Antoinette grabs another brownie. ‘So, you were what, studying us? Like we were all some sociological experiment?’ She thinks she should feel angry, or at least used in some way, but she doesn’t. It’s too surreal, this Greta-Not-Greta sitting pale and plain-faced across the table, re-shuffling the deck of cards in her hands after having already sorted it twice into ranked and ordered suits.

‘No,’ the girl says. ‘I wasn’t
studying
you. I wanted to
be
you. All of you. Paul did become my friend, you know, for real. You all did.’

Of course, in the beginning, she hadn’t really thought it through. And the longer she wavered, the harder it became to picture herself standing up one night over drinks and proclaiming her identity to the surrounding faces.

Hey, guess what, you guys? I’ve never even been to Germany!

Impossible. And so, Greta. Entrenched. Ingrained. Unshakeable. The more she lived within her German alter-self, the less real – the less authentic – it felt to be Sharon Eddings. Going to class, doing the shopping, ducking around corners whenever she spotted someone who looked like someone who might know her as Greta. Until it came to seem that the timid, soft-spoken girl from Perth was the fiction.

‘Kinda screwed up, right?’ Sharon smiles ruefully. ‘But hey, at least I got my dissertation topic out of it.’

After semi-serious flirtations with philosophy and world literature, she ended up majoring in cultural studies, did well enough in her honours year to score a doctorial scholarship, which pleased her parents – and their purse strings – no end, and now spends much of her Sharon-time researching the performative aspect of the feminine, particularly in relation to descriptive/proscriptive portrayals of hair in fairytale culture. Which is a lot more complicated than anyone might think, and kind of scary, when you consider the kind of hair women are allowed to have – and where they’re allowed to have it – and what it says when they wander hirsutely across the line.
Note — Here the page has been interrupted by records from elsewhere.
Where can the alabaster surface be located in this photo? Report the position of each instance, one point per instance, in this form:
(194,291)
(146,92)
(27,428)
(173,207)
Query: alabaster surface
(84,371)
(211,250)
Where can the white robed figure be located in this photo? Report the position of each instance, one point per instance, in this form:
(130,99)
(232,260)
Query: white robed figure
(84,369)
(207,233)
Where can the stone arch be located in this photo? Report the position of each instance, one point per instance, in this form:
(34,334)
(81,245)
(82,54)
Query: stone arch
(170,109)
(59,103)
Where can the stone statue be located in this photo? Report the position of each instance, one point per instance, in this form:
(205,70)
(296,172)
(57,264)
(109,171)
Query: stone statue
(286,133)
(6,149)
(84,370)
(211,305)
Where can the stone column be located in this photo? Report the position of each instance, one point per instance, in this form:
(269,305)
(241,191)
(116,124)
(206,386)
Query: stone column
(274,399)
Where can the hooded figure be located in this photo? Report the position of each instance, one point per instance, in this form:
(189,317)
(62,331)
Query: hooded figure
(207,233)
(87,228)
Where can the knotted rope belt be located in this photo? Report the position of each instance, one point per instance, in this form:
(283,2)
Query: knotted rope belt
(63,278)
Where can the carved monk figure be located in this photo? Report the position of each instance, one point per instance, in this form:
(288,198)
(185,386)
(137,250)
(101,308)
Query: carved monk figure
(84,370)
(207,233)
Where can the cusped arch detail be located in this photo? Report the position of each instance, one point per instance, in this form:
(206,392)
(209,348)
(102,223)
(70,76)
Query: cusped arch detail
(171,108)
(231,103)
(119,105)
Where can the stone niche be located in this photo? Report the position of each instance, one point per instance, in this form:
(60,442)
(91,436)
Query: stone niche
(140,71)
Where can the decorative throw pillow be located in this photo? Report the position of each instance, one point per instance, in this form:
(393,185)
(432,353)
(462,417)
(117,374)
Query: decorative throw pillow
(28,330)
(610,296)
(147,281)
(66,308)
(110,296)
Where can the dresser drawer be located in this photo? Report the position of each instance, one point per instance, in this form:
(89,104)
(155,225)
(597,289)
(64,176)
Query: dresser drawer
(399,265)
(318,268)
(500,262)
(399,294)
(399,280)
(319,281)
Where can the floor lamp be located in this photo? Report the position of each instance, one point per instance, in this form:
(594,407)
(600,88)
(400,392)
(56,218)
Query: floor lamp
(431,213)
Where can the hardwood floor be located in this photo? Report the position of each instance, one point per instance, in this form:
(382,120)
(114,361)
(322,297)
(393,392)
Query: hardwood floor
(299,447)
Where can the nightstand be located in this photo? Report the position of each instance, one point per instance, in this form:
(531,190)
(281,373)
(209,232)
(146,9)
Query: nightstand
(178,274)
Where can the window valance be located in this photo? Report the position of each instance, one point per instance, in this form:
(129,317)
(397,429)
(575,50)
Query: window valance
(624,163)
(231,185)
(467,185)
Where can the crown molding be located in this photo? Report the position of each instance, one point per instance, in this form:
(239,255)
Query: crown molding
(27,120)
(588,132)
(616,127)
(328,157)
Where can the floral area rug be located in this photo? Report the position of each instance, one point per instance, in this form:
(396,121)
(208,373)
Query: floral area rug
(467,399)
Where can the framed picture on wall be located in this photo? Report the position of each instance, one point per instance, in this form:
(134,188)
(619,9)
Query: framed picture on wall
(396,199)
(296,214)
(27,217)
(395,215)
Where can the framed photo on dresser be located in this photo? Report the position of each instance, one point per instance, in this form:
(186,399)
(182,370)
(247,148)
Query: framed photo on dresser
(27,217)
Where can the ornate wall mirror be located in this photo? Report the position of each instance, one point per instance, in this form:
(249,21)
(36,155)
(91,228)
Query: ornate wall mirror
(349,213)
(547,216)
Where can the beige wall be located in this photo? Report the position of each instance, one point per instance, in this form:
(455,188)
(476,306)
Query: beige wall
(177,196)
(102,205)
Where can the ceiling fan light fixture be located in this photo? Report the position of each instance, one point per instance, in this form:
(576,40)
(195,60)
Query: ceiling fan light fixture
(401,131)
‘It’s like we’re supposed to have these long, luxurious locks in order to register ourselves as female – but only on the tops of our heads. Grow that shit anywhere else and a woman risks the verisimilitude of her entire performance. The fourth wall isn’t merely an attribute of theatre, not when you take into account . . .’ She laughs. ‘Sorry, I’ll save that stuff for chapter three.’

And then she’s quiet for a while, focused on dealing her cards into suits for the third time. It’s like this too has been a performance of some kind, a confession rehearsed and refined down to each inflection and self-conscious chuckle. And now that it’s over, she’s nothing more than an empty windup girl, the key in her back run all the way down.